In an NPR interview in 2011, Mead declared: "To me, science fiction is reality ahead of schedule".

In 1959, Mead was recruited to Ford Motor Company's Advanced Styling Studio by Elwood Engel. From 1960 to 1961, Mead worked in Ford Motor Company Styling in Detroit, Michigan. Mead left Ford after two years to illustrate books and catalogues for companies including United States Steel, Celanese, Allis-Chalmers and Atlas Cement. In 1970, he launched Syd Mead, Inc. in Detroit with clients including Philips Electronics.


With his own company in the 1970s, Mead spent about a third of his time in Europe, primarily to provide designs and illustrations for Philips, and he continued to work for international clients.Through the 1970s and 1980s, Mead and his company provided architectural renderings, both interior and exterior, for clients including Intercontinental Hotels, 3D International, Harwood Taylor & Associates, Don Ghia, Gresham & Smith and Philip Koether Architects.


Beginning in 1983, Mead developed working relationships with Sony, Minolta, Dentsu, Dyflex, Tiger Corporation, Seibu, Mitsukoshi, Bandai, NHK and Honda.

Mead's one-man shows began in 1973 with an exhibit at documenta 6 in Kassel, West Germany. His work was later exhibited in Japan, Italy, California and Spain. In 1983, Mead was invited by Chrysler Corporation to be a guest speaker to its design staff. He created a series of slides to provide visuals to the lecture, and the resulting presentation was a success. It was later expanded and enhanced with computer-generated images specifically created at the requests of several clients, including Disney, Carnegie Mellon University, Purdue University, Pratt Institute and the Society of Illustrators. In March 2010, Mead completed a four-city tour of Australia.


In 1993, a digital gallery consisting of 50 examples of his art with interface screens designed by him became one of the first CD-ROMs released in Japan. In 2004, Mead co-operated with Gnomon School of Visual Effects to produce a four-volume "how-to" DVD series titled Techniques of Syd Mead.


Regarding his work, Mead said, "the idea supersedes technique," and that "I've called science fiction 'reality ahead of schedule.'" In 2018, Mead published his autobiography, titled A Future Remembered.

Mead is best known for his work on films such as Blade Runner. Some of Mead's concept art is visible in the background of the second image.

Mead worked with major studios on the feature films Star Trek: The Motion Picture, Blade Runner, Tron, 2010, Short Circuit, Alien, Aliens, Timecop, Johnny Mnemonic, Mission: Impossible III, and Blade Runner 2049. George Lucas created the AT-AT for his Star Wars saga based on art by Mead. Mead also contributed to the Japanese film Solar Crisis. In the 1990s, Mead supplied designs for two Japanese anime series, Turn A Gundam and the unfinished Yamato 2520.

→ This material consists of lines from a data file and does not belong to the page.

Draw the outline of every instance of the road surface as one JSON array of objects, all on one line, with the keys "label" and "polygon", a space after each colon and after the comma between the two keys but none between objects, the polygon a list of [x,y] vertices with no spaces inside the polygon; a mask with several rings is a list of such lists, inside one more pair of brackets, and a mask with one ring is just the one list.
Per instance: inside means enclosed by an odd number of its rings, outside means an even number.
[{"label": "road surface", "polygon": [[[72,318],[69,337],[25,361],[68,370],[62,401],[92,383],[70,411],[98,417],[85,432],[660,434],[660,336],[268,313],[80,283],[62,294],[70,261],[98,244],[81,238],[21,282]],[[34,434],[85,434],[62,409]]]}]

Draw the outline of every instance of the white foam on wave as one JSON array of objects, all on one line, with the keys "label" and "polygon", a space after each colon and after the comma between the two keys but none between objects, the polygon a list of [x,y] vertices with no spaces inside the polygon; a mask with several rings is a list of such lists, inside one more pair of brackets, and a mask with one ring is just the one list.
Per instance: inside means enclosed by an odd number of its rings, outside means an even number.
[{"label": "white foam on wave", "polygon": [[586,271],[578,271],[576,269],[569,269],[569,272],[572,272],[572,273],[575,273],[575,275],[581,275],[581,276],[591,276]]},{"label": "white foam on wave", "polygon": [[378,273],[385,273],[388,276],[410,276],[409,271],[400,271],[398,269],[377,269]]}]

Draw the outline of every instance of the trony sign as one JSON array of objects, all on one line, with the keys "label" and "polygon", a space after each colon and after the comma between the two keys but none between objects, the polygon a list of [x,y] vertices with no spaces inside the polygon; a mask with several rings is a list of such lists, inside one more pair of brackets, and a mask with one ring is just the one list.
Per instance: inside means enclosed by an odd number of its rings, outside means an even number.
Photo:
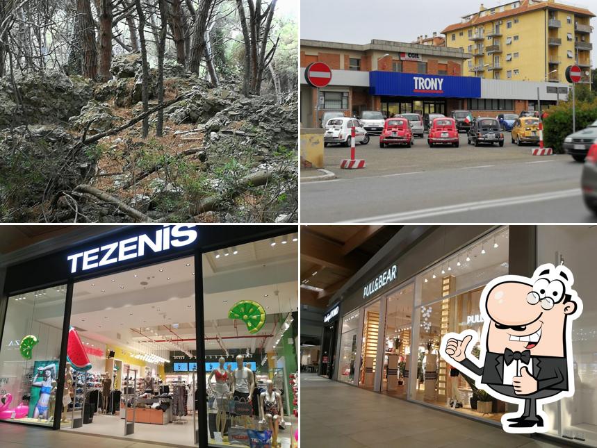
[{"label": "trony sign", "polygon": [[386,285],[395,281],[398,277],[398,267],[395,265],[388,268],[387,271],[384,271],[378,276],[370,281],[363,290],[363,298],[366,299],[375,291],[382,288]]},{"label": "trony sign", "polygon": [[152,226],[147,229],[151,230],[145,233],[141,230],[141,233],[132,238],[68,256],[67,259],[70,262],[71,273],[131,260],[143,256],[146,253],[158,253],[188,246],[197,238],[197,229],[193,225],[164,226],[157,230]]}]

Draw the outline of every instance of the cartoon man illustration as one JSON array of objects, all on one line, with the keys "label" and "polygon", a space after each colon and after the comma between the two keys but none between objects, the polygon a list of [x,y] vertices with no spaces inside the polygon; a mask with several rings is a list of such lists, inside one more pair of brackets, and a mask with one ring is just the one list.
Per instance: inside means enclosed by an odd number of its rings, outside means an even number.
[{"label": "cartoon man illustration", "polygon": [[449,333],[440,354],[475,379],[477,387],[504,401],[518,404],[502,417],[504,431],[544,432],[542,405],[574,394],[572,321],[582,301],[572,289],[565,266],[539,266],[530,279],[506,275],[483,290],[480,356],[471,354],[477,333]]}]

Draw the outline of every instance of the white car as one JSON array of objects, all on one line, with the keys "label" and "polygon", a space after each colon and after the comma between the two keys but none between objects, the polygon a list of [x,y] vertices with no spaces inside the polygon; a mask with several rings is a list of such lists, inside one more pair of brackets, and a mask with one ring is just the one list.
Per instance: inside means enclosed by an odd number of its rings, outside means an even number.
[{"label": "white car", "polygon": [[352,126],[354,126],[354,142],[367,144],[369,142],[369,135],[359,124],[359,120],[343,117],[327,120],[323,135],[323,146],[327,147],[330,143],[340,143],[350,147]]},{"label": "white car", "polygon": [[377,110],[363,110],[359,121],[365,131],[370,134],[381,134],[386,124],[384,114]]}]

In May 2007, he completed work on a documentary of his career with the director Joaquin Montalvan entitled Visual Futurist:The Art and Life of Syd Mead. The short 2008 documentary film 2019: A Future Imagined, also explored his works. Mead also appears in movie documentaries such as Dangerous Days: Making Blade Runner and Mark Kermode's On the Edge of Blade Runner, and promotional materials such as the DVD extra for Aliens and a promotional short film about the making of 2010.